Depending on who you ask, the release of the album’s only single, ‘God Alone’, alongside a music video, either alleviated people’s worries or exacerbated them. I’m happy to say I adored it from the beginning and needed no time to be won over by the album in the decade since its release.
The music video is as unorthodox as you might find in black metal. There are no signs of nature worship, pagan rituals, or acts of violence to be found. Instead, a group of dancers writhe around, contorting their bodies in seemingly impossible ways, throwing, balancing on, and flipping over each other. The description given for the music video states that it ‘explores the contours and possibilities of the human body’, and I feel like that’s a pretty appropriate description for the music in ‘God Alone’, as well. The band explores possibilities and contours of their own music. The track rushes out of the gate with a discordant, angular, 3/4 riff. The song’s second main riff retains the 3/4 structure of the first, and is almost entirely palm-muted, when those same discordant tones aren’t ringing out to emphasise the song’s beat and Johnny King’s masterful drumming. All in all, it sounds like Altar of Plagues’ previous work, compressed into four to five minutes rather than ten to fifteen, with some grindcore and industrial influences mixed in.
The rest of Teethed Glory stays true to the guiding principle outlined by ‘God Alone’. Dissonance continues to be a driving force throughout. Never quite enough to sound like Deathspell Omega or Blut Aus Nord, but its presence is continually felt. Some of the tracks, like ‘Mills’, ‘Burnt Year’, and ‘Reflection Pulse Remains’, bring in some electronic influences as well, adding something like The Haxan Cloak to the cauldron.

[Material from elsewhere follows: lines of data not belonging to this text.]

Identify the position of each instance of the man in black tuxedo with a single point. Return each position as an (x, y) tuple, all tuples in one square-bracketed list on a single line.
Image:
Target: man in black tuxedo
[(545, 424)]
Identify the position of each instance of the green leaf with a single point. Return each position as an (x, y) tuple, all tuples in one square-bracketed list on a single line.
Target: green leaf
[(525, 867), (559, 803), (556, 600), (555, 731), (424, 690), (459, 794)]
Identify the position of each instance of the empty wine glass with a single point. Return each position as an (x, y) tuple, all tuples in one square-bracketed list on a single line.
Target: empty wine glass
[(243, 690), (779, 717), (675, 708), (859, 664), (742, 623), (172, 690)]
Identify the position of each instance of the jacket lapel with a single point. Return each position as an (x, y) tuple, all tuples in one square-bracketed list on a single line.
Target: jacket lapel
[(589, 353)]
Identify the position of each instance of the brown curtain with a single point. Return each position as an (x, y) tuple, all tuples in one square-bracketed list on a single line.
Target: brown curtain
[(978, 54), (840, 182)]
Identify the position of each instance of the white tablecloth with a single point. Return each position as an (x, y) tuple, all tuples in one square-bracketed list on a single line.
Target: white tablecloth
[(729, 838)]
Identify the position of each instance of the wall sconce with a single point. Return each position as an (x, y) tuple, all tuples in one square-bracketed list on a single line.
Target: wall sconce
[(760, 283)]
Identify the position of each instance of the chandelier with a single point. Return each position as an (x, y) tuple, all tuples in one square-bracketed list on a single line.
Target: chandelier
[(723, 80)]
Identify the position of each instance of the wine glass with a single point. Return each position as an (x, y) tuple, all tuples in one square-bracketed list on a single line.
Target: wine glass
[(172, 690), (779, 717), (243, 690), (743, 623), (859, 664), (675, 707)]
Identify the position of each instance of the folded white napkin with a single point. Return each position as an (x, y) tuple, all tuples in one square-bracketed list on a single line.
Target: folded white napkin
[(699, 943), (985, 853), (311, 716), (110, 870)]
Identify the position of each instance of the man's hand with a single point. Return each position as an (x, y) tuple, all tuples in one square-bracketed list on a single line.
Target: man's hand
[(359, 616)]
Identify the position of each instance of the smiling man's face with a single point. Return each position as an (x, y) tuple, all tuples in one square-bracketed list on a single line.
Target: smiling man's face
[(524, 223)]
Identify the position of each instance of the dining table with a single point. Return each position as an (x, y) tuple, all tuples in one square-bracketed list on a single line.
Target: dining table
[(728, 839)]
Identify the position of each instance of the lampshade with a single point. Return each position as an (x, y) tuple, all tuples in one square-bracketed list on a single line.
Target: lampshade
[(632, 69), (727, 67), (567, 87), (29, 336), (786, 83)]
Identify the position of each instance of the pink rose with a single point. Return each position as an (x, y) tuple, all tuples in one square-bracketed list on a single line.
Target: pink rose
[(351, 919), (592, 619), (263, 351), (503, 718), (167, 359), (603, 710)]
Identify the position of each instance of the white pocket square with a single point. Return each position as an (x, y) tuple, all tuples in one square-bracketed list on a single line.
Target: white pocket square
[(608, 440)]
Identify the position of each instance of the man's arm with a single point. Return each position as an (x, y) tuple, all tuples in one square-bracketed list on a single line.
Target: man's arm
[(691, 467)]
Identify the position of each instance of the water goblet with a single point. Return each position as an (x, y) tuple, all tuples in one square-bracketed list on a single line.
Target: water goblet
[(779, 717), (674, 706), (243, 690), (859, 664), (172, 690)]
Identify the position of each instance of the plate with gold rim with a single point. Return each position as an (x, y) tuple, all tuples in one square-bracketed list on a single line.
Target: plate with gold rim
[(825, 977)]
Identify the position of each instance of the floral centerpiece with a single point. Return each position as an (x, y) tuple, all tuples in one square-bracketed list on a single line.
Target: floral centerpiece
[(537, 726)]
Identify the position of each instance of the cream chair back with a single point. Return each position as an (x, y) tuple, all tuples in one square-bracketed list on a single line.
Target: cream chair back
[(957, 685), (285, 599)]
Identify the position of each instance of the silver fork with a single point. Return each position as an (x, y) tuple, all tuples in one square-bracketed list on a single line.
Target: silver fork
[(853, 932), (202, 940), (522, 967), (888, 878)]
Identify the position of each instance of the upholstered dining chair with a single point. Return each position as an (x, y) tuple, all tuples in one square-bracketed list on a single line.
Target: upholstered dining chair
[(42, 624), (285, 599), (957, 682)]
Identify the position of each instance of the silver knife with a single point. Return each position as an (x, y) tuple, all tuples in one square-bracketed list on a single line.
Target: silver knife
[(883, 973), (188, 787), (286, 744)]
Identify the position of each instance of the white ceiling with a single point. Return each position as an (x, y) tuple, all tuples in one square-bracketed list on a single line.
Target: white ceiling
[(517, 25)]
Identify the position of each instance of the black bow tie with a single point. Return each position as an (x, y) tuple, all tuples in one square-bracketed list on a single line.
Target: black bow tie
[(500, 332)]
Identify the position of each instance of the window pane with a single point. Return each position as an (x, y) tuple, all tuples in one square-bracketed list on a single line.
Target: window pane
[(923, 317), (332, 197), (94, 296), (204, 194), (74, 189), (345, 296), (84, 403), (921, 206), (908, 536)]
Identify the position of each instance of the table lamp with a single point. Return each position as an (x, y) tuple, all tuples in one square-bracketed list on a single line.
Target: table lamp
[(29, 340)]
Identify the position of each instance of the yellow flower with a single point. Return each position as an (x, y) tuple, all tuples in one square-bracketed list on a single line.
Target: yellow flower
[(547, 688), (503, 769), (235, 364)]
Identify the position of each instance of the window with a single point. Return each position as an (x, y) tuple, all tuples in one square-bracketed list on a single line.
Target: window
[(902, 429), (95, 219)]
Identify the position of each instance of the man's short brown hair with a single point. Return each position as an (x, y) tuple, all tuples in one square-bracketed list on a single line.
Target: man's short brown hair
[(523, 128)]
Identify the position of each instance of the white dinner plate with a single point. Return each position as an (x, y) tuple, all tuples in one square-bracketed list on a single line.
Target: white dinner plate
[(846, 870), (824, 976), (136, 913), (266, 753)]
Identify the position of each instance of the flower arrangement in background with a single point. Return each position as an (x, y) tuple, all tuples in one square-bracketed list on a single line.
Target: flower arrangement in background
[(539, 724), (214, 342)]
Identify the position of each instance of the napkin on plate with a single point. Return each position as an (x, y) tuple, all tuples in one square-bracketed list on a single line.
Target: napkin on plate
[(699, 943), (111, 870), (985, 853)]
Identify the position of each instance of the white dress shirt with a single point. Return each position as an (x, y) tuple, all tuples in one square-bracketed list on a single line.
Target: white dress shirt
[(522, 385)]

A major innovation in the new sound Teethed Glory offers us is in Johnny King’s drumming. In previous albums, Johnny King’s drumming would be mostly blast beats to emphasise the coldness and distance of a track, Mammal’s ‘Feather and Bone’ being a key example. This time King’s drumming is more dynamic, giving every song a degree of physicality beyond most black metal. The build up before the mid-song climax of ‘A Remedy and a Fever’, the entirety of ‘A Body Shrouded’, and the beginning of ‘Scar Scald of Water’ are the places where King’s drumming asserts itself the strongest. Black metal in the more traditional vein of Burzum and Darkthrone often uses the drumming as little more than an accompaniment to the tremolo-picked guitars. It makes an effort to be disembodied, de-emphasising the physical aspects most other genres rely upon, even most metal genres. But Teethed Glory wouldn’t be half of what it is without King’s talents, solidifying the break between Altar of Plagues’ new and old material even further.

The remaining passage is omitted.